Normally, you can just use \c{ALIGN} in code and data sections and
\c{ALIGNB} in BSS sections, and never need the second argument
except for special purposes.
\c{ALIGN} and \c{ALIGNB}, being simple macros, perform no error
checking: they cannot warn you if their first argument fails to be a
power of two, or if their second argument generates more than one
byte of code. In each of these cases they will silently do the wrong
thing.
\c{ALIGNB} (or \c{ALIGN} with a second argument of \c{RESB 1}) can
be used within structure definitions:
\c struc mytype2
\c
\c mt_byte:
\c resb 1
\c alignb 2
\c mt_word:
\c resw 1
\c alignb 4
\c mt_long:
\c resd 1
\c mt_str:
\c resb 32
\c
\c endstruc
This will ensure that the structure members are sensibly aligned
relative to the base of the structure.
A final caveat: \c{ALIGN} and \c{ALIGNB} work relative to the
beginning of the \e{section}, not the beginning of the address space
in the final executable. Aligning to a 16-byte boundary when the
section you're in is only guaranteed to be aligned to a 4-byte
boundary, for example, is a waste of effort. Again, NASM does not
check that the section's alignment characteristics are sensible for
the use of \c{ALIGN} or \c{ALIGNB}.
Both \c{ALIGN} and \c{ALIGNB} do call \c{SECTALIGN} macro implicitly.
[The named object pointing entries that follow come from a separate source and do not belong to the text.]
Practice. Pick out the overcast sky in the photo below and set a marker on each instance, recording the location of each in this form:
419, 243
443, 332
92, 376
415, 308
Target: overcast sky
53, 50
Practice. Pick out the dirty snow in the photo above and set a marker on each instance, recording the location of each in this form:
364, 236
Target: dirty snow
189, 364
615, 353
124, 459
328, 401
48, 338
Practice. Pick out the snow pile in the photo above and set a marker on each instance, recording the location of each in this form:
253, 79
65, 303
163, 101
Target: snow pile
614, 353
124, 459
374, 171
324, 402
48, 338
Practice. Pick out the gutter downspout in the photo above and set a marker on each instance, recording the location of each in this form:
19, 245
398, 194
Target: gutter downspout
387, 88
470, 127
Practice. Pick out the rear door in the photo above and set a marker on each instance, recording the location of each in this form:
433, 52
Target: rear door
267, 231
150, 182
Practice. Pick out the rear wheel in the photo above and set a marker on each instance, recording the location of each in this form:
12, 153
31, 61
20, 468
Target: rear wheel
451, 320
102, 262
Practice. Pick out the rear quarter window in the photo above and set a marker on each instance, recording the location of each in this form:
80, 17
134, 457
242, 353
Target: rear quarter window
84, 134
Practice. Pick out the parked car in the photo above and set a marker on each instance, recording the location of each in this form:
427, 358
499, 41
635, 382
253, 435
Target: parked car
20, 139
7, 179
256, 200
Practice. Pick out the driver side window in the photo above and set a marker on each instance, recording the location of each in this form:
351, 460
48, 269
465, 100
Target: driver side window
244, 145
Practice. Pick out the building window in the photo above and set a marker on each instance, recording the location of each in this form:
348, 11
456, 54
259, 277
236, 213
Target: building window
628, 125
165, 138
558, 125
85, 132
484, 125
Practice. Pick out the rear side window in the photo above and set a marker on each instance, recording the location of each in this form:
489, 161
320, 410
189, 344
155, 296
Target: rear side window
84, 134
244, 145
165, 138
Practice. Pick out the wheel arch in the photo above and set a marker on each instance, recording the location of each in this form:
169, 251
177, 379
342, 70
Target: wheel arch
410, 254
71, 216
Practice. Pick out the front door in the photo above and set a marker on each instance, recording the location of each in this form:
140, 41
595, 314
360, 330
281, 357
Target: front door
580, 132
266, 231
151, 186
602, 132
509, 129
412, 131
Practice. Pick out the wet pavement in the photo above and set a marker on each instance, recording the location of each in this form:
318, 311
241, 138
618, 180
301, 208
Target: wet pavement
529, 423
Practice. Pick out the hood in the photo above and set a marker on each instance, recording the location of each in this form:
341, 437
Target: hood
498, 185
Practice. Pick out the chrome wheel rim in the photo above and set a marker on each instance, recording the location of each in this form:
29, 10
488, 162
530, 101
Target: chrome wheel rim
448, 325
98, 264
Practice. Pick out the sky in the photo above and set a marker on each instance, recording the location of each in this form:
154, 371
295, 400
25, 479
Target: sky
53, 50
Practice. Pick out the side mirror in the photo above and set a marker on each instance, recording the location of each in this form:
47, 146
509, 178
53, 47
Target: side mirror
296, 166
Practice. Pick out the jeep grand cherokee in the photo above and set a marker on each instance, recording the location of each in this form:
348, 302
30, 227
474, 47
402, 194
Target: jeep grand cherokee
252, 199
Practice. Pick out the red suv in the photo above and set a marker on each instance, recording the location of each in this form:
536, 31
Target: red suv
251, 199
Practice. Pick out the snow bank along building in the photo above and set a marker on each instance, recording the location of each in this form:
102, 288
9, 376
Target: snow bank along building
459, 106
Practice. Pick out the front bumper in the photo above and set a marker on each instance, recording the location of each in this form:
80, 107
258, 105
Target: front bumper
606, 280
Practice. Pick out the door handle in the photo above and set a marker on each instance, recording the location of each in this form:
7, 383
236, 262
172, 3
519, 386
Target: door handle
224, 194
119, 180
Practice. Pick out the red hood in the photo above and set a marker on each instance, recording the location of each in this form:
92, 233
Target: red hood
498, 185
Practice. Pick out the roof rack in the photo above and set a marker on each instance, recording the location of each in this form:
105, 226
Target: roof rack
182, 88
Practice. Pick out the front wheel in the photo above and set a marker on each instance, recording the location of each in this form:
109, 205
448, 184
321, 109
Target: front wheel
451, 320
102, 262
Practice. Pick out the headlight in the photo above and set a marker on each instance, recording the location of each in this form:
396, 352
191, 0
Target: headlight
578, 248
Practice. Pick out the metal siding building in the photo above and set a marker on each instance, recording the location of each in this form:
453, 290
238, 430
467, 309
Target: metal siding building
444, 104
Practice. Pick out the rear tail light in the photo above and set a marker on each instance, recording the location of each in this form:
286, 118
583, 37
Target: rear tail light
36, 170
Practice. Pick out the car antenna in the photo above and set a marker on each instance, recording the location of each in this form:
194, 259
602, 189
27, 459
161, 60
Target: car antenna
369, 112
See \k{sectalign} for details.
See also the \c{smartalign} standard macro package, \k{pkg_smartalign}.
\S{sectalign} \i\c{SECTALIGN}: Section Alignment
The \c{SECTALIGN} macros provides a way to modify alignment attribute
of output file section. Unlike the \c{align=} attribute (which is allowed
at section definition only) the \c{SECTALIGN} macro may be used at any time.
For example the directive
\c SECTALIGN 16
sets the section alignment requirements to 16 bytes. Once increased it can
not be decreased, the magnitude may grow only.
Note that \c{ALIGN} (see \k{align}) calls the \c{SECTALIGN} macro implicitly
so the active section alignment requirements may be updated. This is by default
behaviour, if for some reason you want the \c{ALIGN} do not call \c{SECTALIGN}
at all use the directive
\c SECTALIGN OFF
It is still possible to turn in on again by
\c SECTALIGN ON
Note that \c{SECTALIGN <ON|OFF>} affects only the \c{ALIGN}/\c{ALIGNB} directives,
not an explicit \c{SECTALIGN} directive.